Cryptocurrency and Futures Markets
Digital currencies are built to act as a medium of exchange and for trading purposes. People have an on and off relationship with the crypto and futures market which has resulted in creating controversy for the Bitcoin futures trading this year. There is a misconception among people that traders performing futures trading on less-regulated crypto exchanges are undercapitalized day traders shifting from spot to futures trading.
There are two elements to this rise of futures markets in cryptocurrency. They are as follows:
- First element– This year, future trading offering is made by all the major digital asset exchanges together with crypto borrowing and lending. Now, this is making easier for any crypto owner to gain interest on their holdings and also make bets in cryptocurrencies based on leverage for future delivery.
- Second element– This element includes gaining open interest value from future contracts. The decision of CBOE (Chicago Board Options Exchange) to drop their contracts, earlier this year, regulated futures trading volume. Open interest followed Moore’s law which doubled every 18 months. Even though open interest is only 0.1% of bitcoin’s total supply, still small figures in rapid growth are worth watching.
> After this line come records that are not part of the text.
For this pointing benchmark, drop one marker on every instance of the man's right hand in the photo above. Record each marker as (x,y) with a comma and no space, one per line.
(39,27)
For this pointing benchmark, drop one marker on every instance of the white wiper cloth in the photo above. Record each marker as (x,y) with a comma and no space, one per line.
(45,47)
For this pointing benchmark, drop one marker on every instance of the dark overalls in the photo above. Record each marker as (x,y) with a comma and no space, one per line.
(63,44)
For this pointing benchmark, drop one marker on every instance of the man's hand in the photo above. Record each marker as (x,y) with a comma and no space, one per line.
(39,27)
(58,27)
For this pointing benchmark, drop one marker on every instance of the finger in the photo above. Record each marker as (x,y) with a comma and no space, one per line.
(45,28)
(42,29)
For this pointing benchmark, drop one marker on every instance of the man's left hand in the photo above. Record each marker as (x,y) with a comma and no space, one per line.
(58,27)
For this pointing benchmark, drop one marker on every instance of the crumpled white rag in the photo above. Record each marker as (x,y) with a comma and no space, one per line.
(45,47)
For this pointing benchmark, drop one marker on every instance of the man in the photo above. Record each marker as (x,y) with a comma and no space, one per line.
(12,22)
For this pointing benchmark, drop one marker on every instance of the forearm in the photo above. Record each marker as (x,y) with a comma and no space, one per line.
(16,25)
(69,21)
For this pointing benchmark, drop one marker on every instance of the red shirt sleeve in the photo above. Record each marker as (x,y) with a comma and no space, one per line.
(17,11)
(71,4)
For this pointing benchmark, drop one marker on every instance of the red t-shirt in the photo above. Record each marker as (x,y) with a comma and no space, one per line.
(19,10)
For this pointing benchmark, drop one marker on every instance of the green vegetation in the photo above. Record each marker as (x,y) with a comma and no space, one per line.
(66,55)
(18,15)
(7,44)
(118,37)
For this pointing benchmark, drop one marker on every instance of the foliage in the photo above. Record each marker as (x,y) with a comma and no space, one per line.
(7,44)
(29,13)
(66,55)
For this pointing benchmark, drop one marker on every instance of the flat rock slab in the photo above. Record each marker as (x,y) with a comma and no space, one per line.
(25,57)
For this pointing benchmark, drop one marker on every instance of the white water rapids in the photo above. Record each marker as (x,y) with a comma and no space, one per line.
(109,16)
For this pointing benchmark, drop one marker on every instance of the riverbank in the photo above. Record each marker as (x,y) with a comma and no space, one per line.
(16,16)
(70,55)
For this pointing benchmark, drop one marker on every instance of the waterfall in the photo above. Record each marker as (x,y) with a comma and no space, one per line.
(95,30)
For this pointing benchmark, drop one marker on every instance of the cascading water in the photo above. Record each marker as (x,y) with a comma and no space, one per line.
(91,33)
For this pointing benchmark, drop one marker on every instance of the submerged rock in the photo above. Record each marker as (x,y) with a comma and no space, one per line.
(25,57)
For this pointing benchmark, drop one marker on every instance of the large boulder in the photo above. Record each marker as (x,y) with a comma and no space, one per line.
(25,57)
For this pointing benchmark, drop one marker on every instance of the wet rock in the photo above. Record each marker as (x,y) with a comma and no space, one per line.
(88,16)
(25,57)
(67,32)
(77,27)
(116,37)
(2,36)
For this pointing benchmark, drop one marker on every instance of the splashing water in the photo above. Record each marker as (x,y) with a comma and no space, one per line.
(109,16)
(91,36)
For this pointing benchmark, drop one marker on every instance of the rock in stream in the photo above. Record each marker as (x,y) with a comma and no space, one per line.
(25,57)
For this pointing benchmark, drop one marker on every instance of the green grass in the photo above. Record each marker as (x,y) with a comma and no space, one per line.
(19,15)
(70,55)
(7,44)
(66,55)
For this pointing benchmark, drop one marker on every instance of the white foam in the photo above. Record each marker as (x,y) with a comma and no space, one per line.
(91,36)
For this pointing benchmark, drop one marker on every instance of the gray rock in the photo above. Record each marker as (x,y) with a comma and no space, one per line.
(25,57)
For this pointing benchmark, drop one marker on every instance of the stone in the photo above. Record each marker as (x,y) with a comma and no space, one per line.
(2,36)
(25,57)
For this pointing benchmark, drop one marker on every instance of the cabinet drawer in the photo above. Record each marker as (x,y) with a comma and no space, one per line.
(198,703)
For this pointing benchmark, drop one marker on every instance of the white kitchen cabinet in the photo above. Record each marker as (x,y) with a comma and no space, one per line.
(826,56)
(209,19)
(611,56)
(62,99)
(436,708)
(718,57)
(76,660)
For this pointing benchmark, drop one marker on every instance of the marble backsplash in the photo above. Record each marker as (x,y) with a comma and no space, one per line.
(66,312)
Currently, the digital currency has a market cap of $200 billion in which probably about $10 billion is the real money invested whereas rest is paper profits. This is one reason for instability which tends to make crypto market prices volatile. If open interest continues to get double in regulated futures market, it represents a constant increase in origin of real money to stabilize market prices. This does not indicate that it will show a rise in prices, but it means that whatever the prices will be, outcome will be reliable.
Bitcoin futures’ rise this year shows that if the shower of exciting profits happens, cryptosphere would be more nuanced and reasonable than prior crypto booms. Thus, we can clearly say that futures market is showing a good sign for crypto world and making it more genuine and valid among investors.